Democratic opposition focused on complaints saying that Scalia’s seat should have been filled by President Obama.[39][40] In addition, Democratic Senators Al Franken, Bernie Sanders, Elizabeth Warren and Kamala Harris criticized aspects of Gorsuch’s record, especially in relation to women’s rights, his perceived anti-trade union judgments, and opposition to campaign finance reform. Democratic senator Jeff Merkley said he would do “anything in his power” – including the power of filibustering – to oppose Gorsuch’s nomination.[41] Other Democratic Senators including Joe Manchin,[42] Heidi Heitkamp,[43] and Joe Donnelly support Gorsuch.[44] Senator Chris Coons has given mixed messages on cloture.[45]
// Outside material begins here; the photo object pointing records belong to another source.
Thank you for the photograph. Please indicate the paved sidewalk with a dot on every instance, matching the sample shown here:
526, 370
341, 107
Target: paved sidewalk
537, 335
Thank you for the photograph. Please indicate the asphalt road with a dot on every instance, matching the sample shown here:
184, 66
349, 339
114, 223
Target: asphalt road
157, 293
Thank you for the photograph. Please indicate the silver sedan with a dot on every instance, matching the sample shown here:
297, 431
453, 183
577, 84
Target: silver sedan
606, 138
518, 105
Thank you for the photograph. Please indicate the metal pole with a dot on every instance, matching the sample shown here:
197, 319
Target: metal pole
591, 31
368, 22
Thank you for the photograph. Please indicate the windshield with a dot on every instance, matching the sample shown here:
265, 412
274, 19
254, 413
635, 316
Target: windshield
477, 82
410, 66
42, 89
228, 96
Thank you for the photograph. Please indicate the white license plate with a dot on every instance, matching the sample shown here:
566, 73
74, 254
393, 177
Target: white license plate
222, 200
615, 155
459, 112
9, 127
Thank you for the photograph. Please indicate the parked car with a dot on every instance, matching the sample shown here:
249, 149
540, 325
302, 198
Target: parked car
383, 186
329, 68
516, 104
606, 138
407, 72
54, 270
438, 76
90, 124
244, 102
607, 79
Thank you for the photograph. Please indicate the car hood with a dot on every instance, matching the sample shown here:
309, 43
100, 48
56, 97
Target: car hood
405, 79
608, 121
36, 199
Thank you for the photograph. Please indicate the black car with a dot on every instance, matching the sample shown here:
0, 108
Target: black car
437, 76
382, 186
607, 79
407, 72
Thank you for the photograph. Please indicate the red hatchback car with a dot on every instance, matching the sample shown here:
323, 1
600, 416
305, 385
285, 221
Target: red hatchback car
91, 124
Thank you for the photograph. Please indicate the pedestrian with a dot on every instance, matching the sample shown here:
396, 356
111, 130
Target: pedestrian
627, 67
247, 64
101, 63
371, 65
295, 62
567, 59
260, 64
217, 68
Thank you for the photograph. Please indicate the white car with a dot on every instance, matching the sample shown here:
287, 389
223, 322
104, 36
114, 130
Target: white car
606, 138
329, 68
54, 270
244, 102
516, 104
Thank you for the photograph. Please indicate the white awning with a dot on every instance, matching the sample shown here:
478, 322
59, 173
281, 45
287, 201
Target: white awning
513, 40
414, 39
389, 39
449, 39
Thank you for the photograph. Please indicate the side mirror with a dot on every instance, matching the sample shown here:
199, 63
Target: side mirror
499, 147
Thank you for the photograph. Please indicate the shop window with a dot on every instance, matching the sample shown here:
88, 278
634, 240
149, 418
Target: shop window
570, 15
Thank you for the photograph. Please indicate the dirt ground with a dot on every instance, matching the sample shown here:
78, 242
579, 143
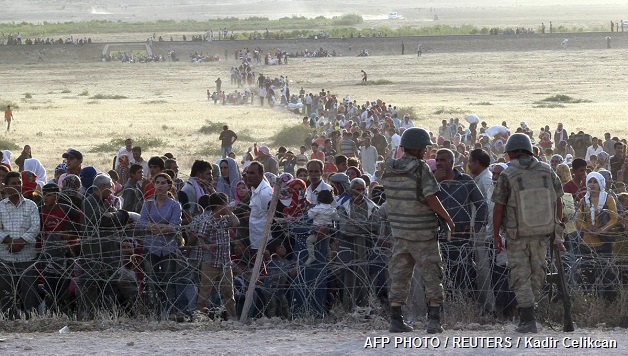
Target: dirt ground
270, 339
168, 101
348, 47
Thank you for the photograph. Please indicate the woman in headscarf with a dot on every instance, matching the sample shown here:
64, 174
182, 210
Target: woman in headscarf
299, 202
229, 177
70, 185
596, 215
241, 209
33, 165
285, 195
26, 153
6, 159
123, 169
603, 160
87, 176
30, 188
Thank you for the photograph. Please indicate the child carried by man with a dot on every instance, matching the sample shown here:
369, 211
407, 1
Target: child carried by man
324, 216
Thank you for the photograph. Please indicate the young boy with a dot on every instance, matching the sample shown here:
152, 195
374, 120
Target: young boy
280, 271
302, 157
212, 229
324, 216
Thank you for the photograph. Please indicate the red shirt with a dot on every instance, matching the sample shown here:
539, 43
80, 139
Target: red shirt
573, 188
53, 220
318, 155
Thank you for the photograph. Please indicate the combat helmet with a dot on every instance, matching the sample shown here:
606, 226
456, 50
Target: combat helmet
415, 138
518, 141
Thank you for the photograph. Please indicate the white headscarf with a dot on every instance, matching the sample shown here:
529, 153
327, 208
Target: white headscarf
6, 157
602, 198
33, 165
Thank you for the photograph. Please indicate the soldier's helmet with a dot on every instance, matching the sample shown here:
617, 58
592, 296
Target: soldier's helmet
415, 138
518, 141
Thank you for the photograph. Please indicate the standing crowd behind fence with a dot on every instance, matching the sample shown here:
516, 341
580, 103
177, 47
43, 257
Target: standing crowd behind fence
140, 238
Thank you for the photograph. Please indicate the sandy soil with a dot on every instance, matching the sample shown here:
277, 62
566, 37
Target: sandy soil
269, 339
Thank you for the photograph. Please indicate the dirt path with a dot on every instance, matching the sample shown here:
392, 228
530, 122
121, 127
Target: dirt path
269, 339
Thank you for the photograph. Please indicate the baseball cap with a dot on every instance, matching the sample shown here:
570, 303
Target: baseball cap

Norm Eisen, who was named by Obama to be Special Counsel for Ethics and Government Reform in the White House and Ambassador to the Czech Republic, has endorsed Gorsuch.[46] Eisen was a classmate of both Gorsuch and Obama at Harvard Law.[46] Neal Katyal, who served as Acting Solicitor General of the United States during the Obama Administration and who is currently a law professor at Georgetown University Law Center, has endorsed Gorsuch for approval to the Supreme Court.[47]

The National Rifle Association, the National Shooting Sports Foundation, the Second Amendment Foundation and other gun rights groups endorsed Gorsuch,[48][49][50] while Americans for Responsible Solutions, the Law Center to Prevent Gun Violence and other gun control proponents have opposed his nomination.[51][52] House Minority Leader Nancy Pelosi said Gorsuch “comes down on the side of felons over gun safety”. Politifact called her statement misleading and said that Gorsuch’s past rulings do not “demonstrate that he thinks more felons should be allowed guns than what is already permitted under the law”.[53]

The American Civil Liberties Union raised concerns about Gorsuch’s respect for disability rights.[54] The Secular Coalition for America, Freedom from Religion Foundation and Union for Reform Judaism all voiced strong concerns with Gorsuch’s nomination.[55]